The BluFin Business Cycle Indicator (BCI), that reflects various macroeconomic trends on a monthly basis, was marginally down at 159.7 in December against 160 in November.
The weakness is primarily due to global economic recession affecting country's foreign trade and slowdown in the domestic consumer sector, while production of basic and intermediate economic goods continues to improve, BluFin, a financial information and content provider, said.
"Current data at the component level suggests that the sluggish recovery is primarily a function of the global economic recession affecting India's foreign trade as well as a slowdown in the domestic consumer sector," the report said.
"The major positive contributors continue the basic and intermediate sectors. The policy reforms initiated by the government should be addressing weaknesses in the future; they are yet to have any significant impact on current trends, it added.
However, implied the year-on-year growth rate was positive at three per cent suggesting the Indian economy is growing at a better rate than the previous year.
"India's recovery remains tepid primarily due to global weakness. It is important that fiscal reforms be implemented reasonably soon to act as an antidote to the weakness abroad," BluFin Director Sam Thomas said.

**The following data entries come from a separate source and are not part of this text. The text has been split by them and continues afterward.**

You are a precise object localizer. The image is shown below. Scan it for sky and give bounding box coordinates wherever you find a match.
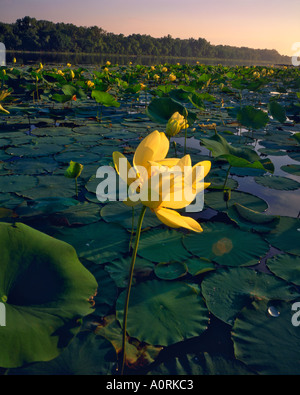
[0,0,300,56]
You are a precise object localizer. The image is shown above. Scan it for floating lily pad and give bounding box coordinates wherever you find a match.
[254,176,300,191]
[105,256,154,288]
[138,229,190,263]
[6,143,64,158]
[148,352,254,376]
[9,331,117,376]
[98,203,161,229]
[227,203,279,233]
[0,223,97,368]
[55,221,129,264]
[0,175,38,193]
[116,280,208,346]
[281,165,300,176]
[154,262,187,280]
[232,300,300,375]
[201,268,299,325]
[204,191,268,212]
[267,254,300,285]
[183,222,269,266]
[185,258,215,276]
[265,217,300,255]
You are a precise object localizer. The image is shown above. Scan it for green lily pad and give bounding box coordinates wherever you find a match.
[227,203,279,233]
[6,143,64,158]
[148,352,254,376]
[116,280,208,346]
[0,175,38,193]
[8,331,117,376]
[183,222,269,266]
[264,217,300,255]
[254,176,300,191]
[138,229,190,263]
[0,223,97,368]
[201,268,299,325]
[154,262,187,280]
[267,254,300,285]
[281,165,300,176]
[185,258,215,276]
[98,203,161,229]
[232,300,300,376]
[19,174,75,200]
[204,191,268,212]
[55,221,129,264]
[105,256,154,288]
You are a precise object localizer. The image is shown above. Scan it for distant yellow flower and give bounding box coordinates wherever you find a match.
[0,104,9,114]
[86,80,95,88]
[166,111,189,137]
[169,73,176,82]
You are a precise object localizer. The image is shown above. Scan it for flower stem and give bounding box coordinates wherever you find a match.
[223,165,232,191]
[121,206,147,375]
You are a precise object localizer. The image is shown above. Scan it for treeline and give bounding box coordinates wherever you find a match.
[0,16,289,63]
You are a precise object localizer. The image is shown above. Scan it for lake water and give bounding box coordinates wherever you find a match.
[6,52,271,66]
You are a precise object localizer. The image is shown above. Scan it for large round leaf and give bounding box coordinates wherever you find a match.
[0,223,97,368]
[201,268,299,324]
[183,222,269,266]
[138,229,190,262]
[9,332,117,376]
[254,176,300,191]
[232,300,300,375]
[265,217,300,255]
[148,352,254,376]
[267,254,300,285]
[116,280,208,346]
[204,191,268,212]
[55,221,129,264]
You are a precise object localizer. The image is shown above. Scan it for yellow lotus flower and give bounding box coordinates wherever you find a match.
[0,104,10,114]
[86,80,95,88]
[169,73,176,82]
[113,130,211,232]
[166,111,189,137]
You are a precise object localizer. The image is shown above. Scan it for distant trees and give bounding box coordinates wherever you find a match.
[0,16,288,63]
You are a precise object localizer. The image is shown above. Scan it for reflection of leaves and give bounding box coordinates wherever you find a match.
[237,106,269,129]
[201,134,274,172]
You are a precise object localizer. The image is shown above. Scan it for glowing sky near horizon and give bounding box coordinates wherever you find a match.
[0,0,300,56]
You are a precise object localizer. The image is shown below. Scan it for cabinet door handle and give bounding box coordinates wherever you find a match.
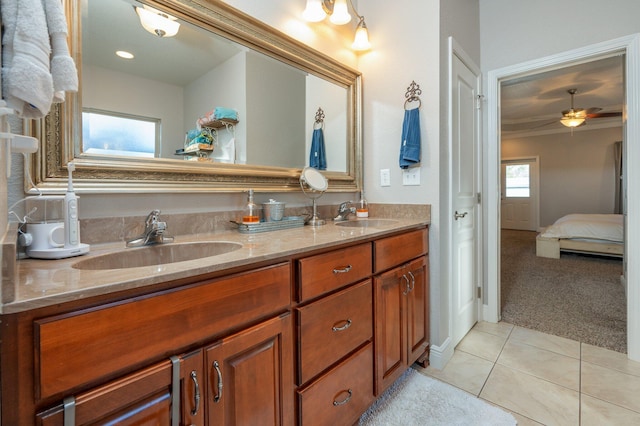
[333,265,351,274]
[407,271,416,292]
[191,370,200,416]
[453,210,469,220]
[333,389,353,407]
[331,318,351,331]
[213,361,222,403]
[402,274,411,296]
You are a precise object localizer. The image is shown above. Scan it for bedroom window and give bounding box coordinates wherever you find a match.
[82,108,160,158]
[505,164,531,198]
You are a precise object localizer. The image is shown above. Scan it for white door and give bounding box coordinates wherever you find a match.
[500,157,539,231]
[451,40,481,346]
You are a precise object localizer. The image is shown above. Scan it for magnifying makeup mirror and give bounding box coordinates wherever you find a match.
[300,167,329,226]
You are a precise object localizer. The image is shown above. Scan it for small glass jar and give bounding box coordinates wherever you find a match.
[356,192,369,218]
[242,189,260,225]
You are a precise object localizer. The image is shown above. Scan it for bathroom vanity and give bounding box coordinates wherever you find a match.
[0,219,429,425]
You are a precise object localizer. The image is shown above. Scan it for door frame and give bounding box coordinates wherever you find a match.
[500,155,540,230]
[483,34,640,361]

BluFin Vice-President (Research and Development) Debopam Chaudhuri said," the BCI trend over the last few months has been suggesting a bottoming out in the current business cycle of the Indian economy. However, the suppressed year-on-year growth in this Indicator signifies that the path to recovery would be very slow."
The latest BCI, which is designed to ascertain turns in the business cycle, takes into account five broad areas -- capital markets, foreign trade, policy, real economy and survey.
Going by December readings, there has been improvement in electricity production, revenues from freight earned by railways, and production of key metals such as iron and aluminum.
However, factors which adversely impacted the index growth included imports of petroleum products and organic chemicals and prices of rubber and gold. Also, domestic air traffic growth (both passengers and cargo) continued to be negative.